Há uma cena emblemática logo no início do filme O último portal, de Polanski, em que um sujeito aparece em uma cadeira de rodas, provavelmente incapacitado por um AVC, porém ainda apto a compreender o que se passa a sua volta. No fundo, seus herdeiros negociam sua coleção de livros, que para eles não passa de uma excentricidade do velho agora sem utilidade nenhuma, mas que pode ter algum valor comercial. O especialista chamado por estes, com seu olhar ganancioso de comerciante, oferece um preço bem abaixo do aceitável por uma obra raríssima. O Velho, então, contorce-se na cadeira, aviltado pelo sacrilégio cometido e por sua impotência. É como se o tivessem enterrado antecipadamente em vida.
Conheci Joaquim Melo numa situação para ele corriqueira, mas que a mim foi bastante peculiar. Algum pesquisador do Rio estava interessado em meu ensaio O Norte impossível, no que ele se incumbiu de ir a sua procura. Encontrou-me no Facebook e travamos contato. Surgiu daí uma ótima colaboração, em que ele amistosamente recepcionava meus trabalhos para serem vendidos, além de buscar obras raras que me interessavam e que somente ele poderia encontrar.

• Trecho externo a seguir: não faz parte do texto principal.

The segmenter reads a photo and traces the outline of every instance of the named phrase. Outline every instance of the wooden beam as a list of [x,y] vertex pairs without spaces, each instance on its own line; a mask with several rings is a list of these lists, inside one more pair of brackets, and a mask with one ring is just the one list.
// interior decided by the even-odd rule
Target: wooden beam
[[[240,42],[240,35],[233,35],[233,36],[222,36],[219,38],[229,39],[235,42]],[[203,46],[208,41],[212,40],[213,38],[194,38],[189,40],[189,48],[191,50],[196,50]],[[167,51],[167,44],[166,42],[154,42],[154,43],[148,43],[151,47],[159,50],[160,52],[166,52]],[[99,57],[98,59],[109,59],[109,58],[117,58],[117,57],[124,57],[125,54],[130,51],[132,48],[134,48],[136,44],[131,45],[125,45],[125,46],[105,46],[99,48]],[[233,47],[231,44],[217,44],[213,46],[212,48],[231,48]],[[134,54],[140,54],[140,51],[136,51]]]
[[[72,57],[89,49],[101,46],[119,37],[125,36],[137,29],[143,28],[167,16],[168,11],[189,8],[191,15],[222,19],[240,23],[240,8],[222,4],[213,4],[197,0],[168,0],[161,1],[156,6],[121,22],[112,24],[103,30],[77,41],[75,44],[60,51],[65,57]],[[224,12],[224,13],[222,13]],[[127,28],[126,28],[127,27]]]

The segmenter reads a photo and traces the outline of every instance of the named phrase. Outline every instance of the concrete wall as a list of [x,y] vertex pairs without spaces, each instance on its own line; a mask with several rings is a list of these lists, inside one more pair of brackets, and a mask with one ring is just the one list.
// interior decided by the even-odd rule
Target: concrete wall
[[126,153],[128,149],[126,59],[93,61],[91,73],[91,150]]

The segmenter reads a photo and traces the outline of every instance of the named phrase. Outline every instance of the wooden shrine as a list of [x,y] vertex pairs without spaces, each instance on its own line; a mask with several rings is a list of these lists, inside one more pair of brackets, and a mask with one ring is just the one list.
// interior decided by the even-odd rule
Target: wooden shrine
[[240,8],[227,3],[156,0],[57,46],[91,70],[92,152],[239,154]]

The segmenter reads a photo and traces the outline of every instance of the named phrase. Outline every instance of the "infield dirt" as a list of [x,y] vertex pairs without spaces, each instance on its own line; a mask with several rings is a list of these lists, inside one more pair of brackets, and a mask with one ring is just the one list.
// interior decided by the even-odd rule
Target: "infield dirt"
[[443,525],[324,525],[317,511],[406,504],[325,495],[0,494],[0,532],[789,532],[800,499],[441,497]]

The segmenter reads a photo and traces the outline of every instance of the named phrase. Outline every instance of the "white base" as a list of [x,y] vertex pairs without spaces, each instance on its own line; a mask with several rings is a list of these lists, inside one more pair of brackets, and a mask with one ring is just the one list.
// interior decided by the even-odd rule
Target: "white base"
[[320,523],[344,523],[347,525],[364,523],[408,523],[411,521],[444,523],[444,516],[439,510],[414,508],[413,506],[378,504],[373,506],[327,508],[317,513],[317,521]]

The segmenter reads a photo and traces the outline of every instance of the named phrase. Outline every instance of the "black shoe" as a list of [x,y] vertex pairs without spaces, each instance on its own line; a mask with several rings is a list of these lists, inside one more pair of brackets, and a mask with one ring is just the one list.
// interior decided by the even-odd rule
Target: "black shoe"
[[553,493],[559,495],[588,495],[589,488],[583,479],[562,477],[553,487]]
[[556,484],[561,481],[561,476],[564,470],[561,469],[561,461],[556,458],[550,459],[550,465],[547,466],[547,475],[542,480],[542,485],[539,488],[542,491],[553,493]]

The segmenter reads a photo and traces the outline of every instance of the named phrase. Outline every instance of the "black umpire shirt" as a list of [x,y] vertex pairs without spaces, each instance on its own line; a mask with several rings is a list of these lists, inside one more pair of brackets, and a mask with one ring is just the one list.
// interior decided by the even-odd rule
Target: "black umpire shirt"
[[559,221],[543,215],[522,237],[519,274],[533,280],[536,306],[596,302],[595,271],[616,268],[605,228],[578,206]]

Contudo, o que mais me causava admiração eram nossos diálogos livrescos, nos quais se revelava a clareza com que percebia o valor e a necessidade de circulação dos livros, bem como de estabelecer sua Banca como a intersecção entre o mundo e a Amazônia. Tudo isso combinado com uma generosidade sem fim, que nos surpreendia pela força de seu desprendimento.
Recordo somente uma de várias situações. Certa vez, procurava por Malária e outras canções malignas, de Aldísio Filgueiras. Ele falou que iria procurar. Passou-se cerca de um mês até que pudesse achá-lo. Quando o busquei, disse que não precisava pagar nada. Saí obviamente agradecido, mas durante muito tempo sem entender esse contrassenso à lógica mercantilista.
Foram ocasiões como essas que me fizeram pensar, devido a sua partida, na cena descrita acima, juntamente com um desfecho que se afigura em mim com a potência de uma verdade, embora permaneça apenas no devaneio – mas não é isso afinal a vida? - . Fosse ele o negociador de livros do velho, era provável que pagasse um valor alto e justo, e entregasse adiante a obra de graça a quem se prontificasse a fazer bom uso dela.
Porque as pessoas passam, mas os livros ficam, e estes a partir daí dão-se a pertencer a algo maior, chamado cultura. Nesse sentido, um livreiro é sempre mais do que um vendedor, ou seja, é um embaixador da riqueza imaterial dos povos. É essa a sabedoria oculta que Joaquim Melo guardava e nos leva, mas que, tal como os livros em sua Banca do Largo, também fica.